In the LIVE interview, Huata took up the challenge given by Presenter Heta Gardiner to relive the well-known ditty composed by her father Cannon Wiremu Te Tau Huata.

On the show, Huata strummed her guitar, singing the song while the panel of reporters Leah Te Whata and Moana Makapelu-Lee harmoniously sang with her.

Huata told Kawe Kōrero that the song was composed in the late 1950s following a meeting her father attended while in Wairoa. "Dad had been part of a movement of rearming people's morales and values.
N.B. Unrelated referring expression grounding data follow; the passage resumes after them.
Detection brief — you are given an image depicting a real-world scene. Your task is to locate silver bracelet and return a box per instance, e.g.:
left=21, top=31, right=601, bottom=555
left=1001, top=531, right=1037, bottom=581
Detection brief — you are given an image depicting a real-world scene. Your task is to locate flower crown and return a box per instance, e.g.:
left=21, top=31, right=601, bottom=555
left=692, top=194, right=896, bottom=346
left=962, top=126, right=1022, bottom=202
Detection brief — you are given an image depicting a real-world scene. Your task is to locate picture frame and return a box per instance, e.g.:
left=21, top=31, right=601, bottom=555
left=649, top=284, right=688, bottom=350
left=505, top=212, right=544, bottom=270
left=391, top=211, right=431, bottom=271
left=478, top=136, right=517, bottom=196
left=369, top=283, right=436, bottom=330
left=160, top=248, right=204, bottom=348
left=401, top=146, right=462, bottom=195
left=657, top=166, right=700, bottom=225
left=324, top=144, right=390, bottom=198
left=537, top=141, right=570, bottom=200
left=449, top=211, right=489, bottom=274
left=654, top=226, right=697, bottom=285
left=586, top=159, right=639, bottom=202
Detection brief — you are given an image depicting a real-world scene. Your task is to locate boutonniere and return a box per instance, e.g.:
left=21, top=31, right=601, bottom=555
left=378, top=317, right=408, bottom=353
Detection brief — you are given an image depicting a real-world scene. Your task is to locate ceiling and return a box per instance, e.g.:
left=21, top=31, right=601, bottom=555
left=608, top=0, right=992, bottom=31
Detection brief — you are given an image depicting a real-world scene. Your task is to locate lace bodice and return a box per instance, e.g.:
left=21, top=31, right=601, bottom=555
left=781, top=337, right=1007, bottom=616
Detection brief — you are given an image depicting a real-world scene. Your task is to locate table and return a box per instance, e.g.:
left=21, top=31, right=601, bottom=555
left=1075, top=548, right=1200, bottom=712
It was an ecumenical movement and they had been part of a moving world show Up, Up with People" says Huata.

Huata recalled the event vividly where she sat in the back seat of their car with her four brothers. Her father composed the song when they traveled on the road alongside Lake Tūtira.
Huata says "he would sing it (Tūtira Mai Ngā Iwi) and then we would repeat it (Tūtira Mai Ngā Iwi). By the time we got to Te Matau-a-Māui to Napier, we had learnt the song Tūtira Mai Ngā Iwi."

Cannon Wiremu Te Tau Huata was known for composing on the road while travelling from meeting to meeting. Huata affirmed that 'Tūtira mai ngā iwi, tātou, tātou' is also a whakatauki (proverb) and kīwaha (idiom) written by her father.

The iconic song has been sung by Kiwis for the last 60 years. Now the song is being used as an All Blacks anthem by supporters to out roar their rugby opposition the British and Irish Lions.
A fitting chant to symbolise unity for the All Blacks in the decider game in the Lions series that kicks-off on Saturday night at Eden Park in Auckland.